В ночь, когда родился Иван, шел проливной дождь. Струи ливня стучали в окна домов, гроза билась в стекла, снова и снова пытаясь пробиться в человеческие жилища и залить их мощными потоками небесной воды. Роддом содрогался, стонали громоотводы, принимая в себя немереное количество электрических разрядов, и древние бабки, сведущие в разной деревенской ворожбе, задергивали шторы, мелко крестились и бормотали: «Спаси, Господи, родился великий колдун…»
– Дождь, – слабо простонала Наталья, приходя в себя после тяжёлых, кровавых родов. – Дождь. Теперь его всегда будет сопровождать дождь…
– Что, милая? – склонилась над ней пожилая медсестра. – Всё хорошо, сынок у тебя родился. А сейчас отдыхать, отдыхать, милая… Много кровушки потеряла, тебе спать надо, сил набираться…
– Дождь, – шептала Наталья. – Кто родился в дождь, у того в жизни будет много слез и много горя…
Она закрыла глаза. Светлый, яркий коридор раскрылся перед ней. В конце коридора стоял Николай, улыбался и махал ей рукой.
– У тебя сын, Иван… – сказала ему Наталья, вздохнула, счастливо улыбнулась, протянула руки навстречу мужу и шагнула в сверкающий тоннель…

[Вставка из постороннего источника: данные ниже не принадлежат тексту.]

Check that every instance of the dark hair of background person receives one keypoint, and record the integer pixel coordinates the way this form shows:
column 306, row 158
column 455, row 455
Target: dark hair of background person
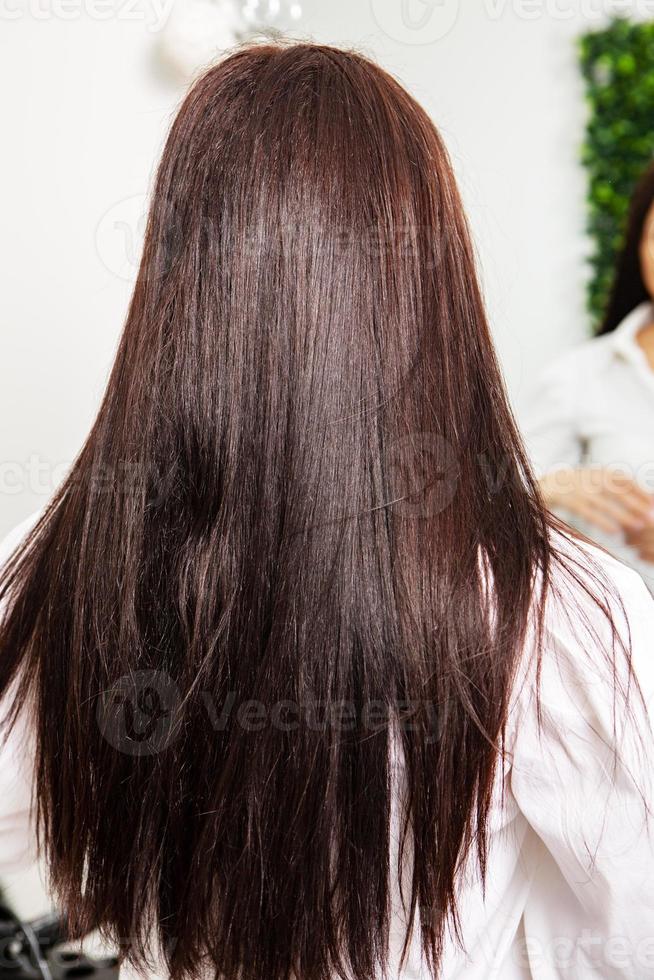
column 628, row 289
column 304, row 487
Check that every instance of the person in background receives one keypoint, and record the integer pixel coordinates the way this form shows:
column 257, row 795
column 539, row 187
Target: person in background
column 305, row 699
column 590, row 427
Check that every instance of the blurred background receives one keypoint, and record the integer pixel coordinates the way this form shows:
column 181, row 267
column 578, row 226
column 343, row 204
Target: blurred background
column 534, row 100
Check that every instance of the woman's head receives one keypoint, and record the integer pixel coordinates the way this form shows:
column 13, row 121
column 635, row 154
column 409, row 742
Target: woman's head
column 278, row 538
column 634, row 275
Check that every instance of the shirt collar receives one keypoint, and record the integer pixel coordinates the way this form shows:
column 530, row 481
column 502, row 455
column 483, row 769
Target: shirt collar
column 623, row 338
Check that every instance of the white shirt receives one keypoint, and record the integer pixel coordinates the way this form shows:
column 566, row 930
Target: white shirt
column 594, row 406
column 570, row 886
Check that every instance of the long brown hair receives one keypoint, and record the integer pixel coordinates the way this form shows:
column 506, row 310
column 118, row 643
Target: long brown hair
column 270, row 562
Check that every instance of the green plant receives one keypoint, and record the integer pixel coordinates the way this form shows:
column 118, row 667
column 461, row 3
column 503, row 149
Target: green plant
column 618, row 67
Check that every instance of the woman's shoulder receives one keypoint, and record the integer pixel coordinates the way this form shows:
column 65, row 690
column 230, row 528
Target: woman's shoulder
column 594, row 649
column 589, row 354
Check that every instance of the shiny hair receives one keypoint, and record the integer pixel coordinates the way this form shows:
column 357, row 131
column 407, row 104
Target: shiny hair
column 299, row 544
column 628, row 289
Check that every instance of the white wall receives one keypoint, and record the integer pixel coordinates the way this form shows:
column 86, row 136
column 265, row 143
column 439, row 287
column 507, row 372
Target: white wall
column 85, row 109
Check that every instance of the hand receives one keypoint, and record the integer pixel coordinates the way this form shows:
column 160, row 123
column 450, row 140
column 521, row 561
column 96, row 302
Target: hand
column 643, row 542
column 604, row 497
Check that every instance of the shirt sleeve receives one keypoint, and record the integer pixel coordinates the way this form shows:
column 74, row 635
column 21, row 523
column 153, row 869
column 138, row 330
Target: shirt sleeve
column 583, row 779
column 549, row 424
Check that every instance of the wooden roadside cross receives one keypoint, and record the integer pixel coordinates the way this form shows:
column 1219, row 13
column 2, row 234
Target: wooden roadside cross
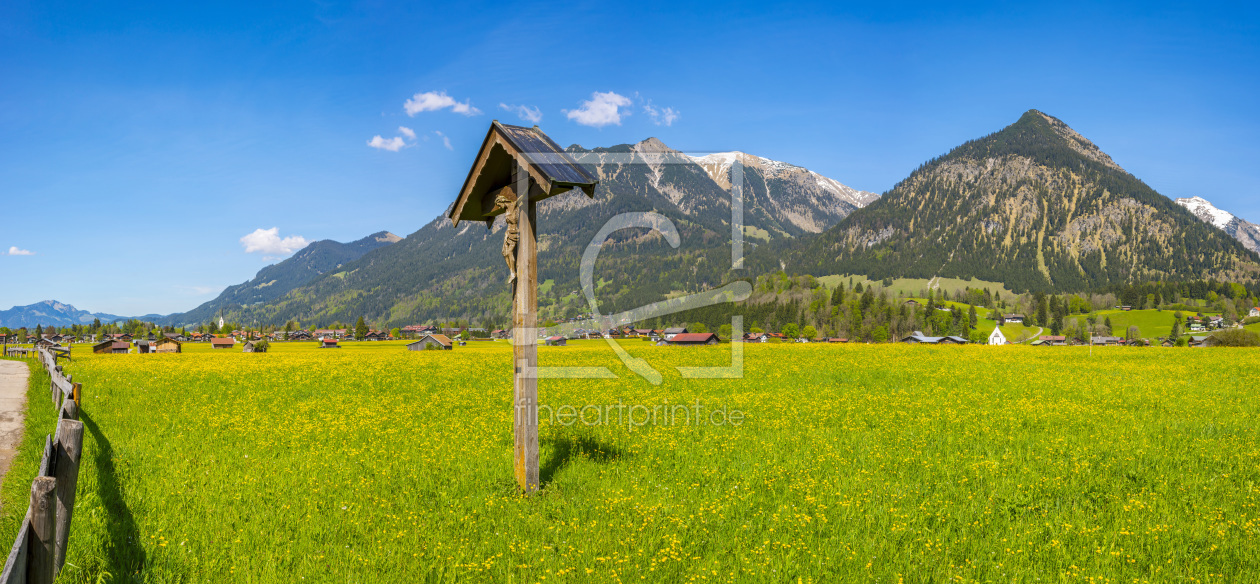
column 514, row 169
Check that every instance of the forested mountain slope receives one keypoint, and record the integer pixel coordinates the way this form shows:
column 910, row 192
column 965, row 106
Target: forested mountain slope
column 1035, row 206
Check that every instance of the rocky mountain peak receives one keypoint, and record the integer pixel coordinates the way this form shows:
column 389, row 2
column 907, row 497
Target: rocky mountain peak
column 1076, row 141
column 652, row 145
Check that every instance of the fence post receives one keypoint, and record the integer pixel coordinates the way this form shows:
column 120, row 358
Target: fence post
column 43, row 530
column 69, row 410
column 69, row 448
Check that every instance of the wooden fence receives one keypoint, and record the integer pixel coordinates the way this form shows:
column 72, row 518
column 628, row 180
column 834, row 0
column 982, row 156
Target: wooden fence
column 39, row 551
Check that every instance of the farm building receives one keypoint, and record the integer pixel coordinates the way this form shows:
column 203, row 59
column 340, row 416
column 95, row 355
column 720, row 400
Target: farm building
column 45, row 343
column 431, row 342
column 111, row 347
column 919, row 338
column 694, row 338
column 670, row 332
column 168, row 346
column 222, row 343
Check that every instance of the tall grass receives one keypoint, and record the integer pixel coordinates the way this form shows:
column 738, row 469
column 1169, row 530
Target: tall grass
column 853, row 463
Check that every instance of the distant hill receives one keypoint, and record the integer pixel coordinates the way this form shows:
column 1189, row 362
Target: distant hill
column 52, row 312
column 1035, row 206
column 1245, row 231
column 441, row 271
column 279, row 279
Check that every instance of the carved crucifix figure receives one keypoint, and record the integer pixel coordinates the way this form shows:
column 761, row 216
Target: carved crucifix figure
column 507, row 203
column 514, row 169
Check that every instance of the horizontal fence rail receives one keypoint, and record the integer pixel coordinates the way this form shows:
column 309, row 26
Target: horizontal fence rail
column 39, row 550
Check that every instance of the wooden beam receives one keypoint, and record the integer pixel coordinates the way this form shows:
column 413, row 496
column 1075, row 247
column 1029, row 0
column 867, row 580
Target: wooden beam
column 524, row 321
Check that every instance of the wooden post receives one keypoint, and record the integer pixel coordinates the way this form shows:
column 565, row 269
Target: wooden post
column 69, row 410
column 524, row 322
column 69, row 448
column 43, row 530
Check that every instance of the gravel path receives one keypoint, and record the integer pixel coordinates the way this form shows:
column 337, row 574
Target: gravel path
column 13, row 410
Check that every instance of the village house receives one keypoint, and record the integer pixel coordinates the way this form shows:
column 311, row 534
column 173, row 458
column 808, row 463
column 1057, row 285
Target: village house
column 694, row 338
column 431, row 342
column 674, row 331
column 45, row 343
column 919, row 338
column 222, row 343
column 168, row 344
column 115, row 347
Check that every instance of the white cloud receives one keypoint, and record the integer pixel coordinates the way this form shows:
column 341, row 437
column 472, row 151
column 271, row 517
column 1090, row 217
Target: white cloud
column 600, row 110
column 436, row 101
column 662, row 116
column 267, row 241
column 446, row 140
column 392, row 144
column 526, row 112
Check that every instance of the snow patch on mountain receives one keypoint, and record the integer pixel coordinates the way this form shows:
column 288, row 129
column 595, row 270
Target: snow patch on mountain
column 1245, row 231
column 1206, row 211
column 718, row 168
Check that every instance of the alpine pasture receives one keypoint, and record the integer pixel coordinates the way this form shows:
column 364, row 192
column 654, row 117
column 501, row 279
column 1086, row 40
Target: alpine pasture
column 849, row 463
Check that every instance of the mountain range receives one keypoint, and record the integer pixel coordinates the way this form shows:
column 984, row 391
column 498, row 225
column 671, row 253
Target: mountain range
column 1246, row 232
column 57, row 314
column 1035, row 206
column 441, row 271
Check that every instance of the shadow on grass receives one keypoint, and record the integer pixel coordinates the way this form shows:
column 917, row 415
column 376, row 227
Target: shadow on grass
column 124, row 554
column 566, row 448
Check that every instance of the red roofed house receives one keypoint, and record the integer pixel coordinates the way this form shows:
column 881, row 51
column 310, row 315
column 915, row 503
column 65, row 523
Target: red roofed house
column 694, row 338
column 222, row 343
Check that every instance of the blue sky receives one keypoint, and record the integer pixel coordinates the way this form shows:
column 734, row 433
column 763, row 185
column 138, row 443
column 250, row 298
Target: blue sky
column 139, row 144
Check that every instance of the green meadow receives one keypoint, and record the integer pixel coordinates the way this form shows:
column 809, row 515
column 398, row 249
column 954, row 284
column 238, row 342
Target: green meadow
column 849, row 463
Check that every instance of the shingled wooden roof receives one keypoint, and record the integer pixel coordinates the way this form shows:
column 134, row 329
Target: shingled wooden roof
column 551, row 169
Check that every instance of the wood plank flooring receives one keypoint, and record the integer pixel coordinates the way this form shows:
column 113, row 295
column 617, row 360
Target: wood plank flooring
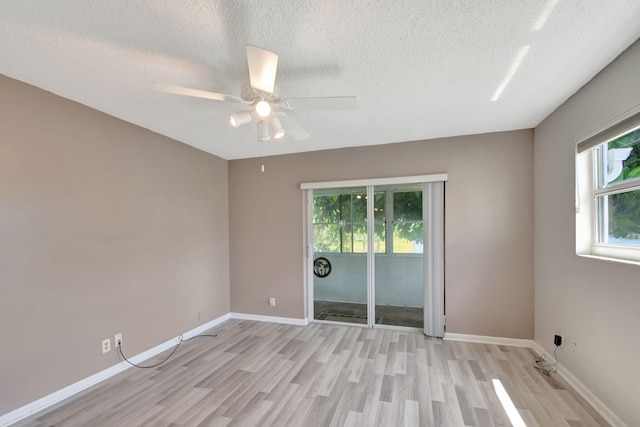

…Иван стоял на платформе. Дождь лил не переставая, покрывая лужи мелкой рябью и ероша перья огромных воронов, которые, кажется, сегодня слетелись сюда со всего света. Птицы топтались на перекладинах фонарей, недовольно вертели большими головами и громко материли на своем вороньем языке и дождь, и сородичей, и свою нелегкую птичью судьбу.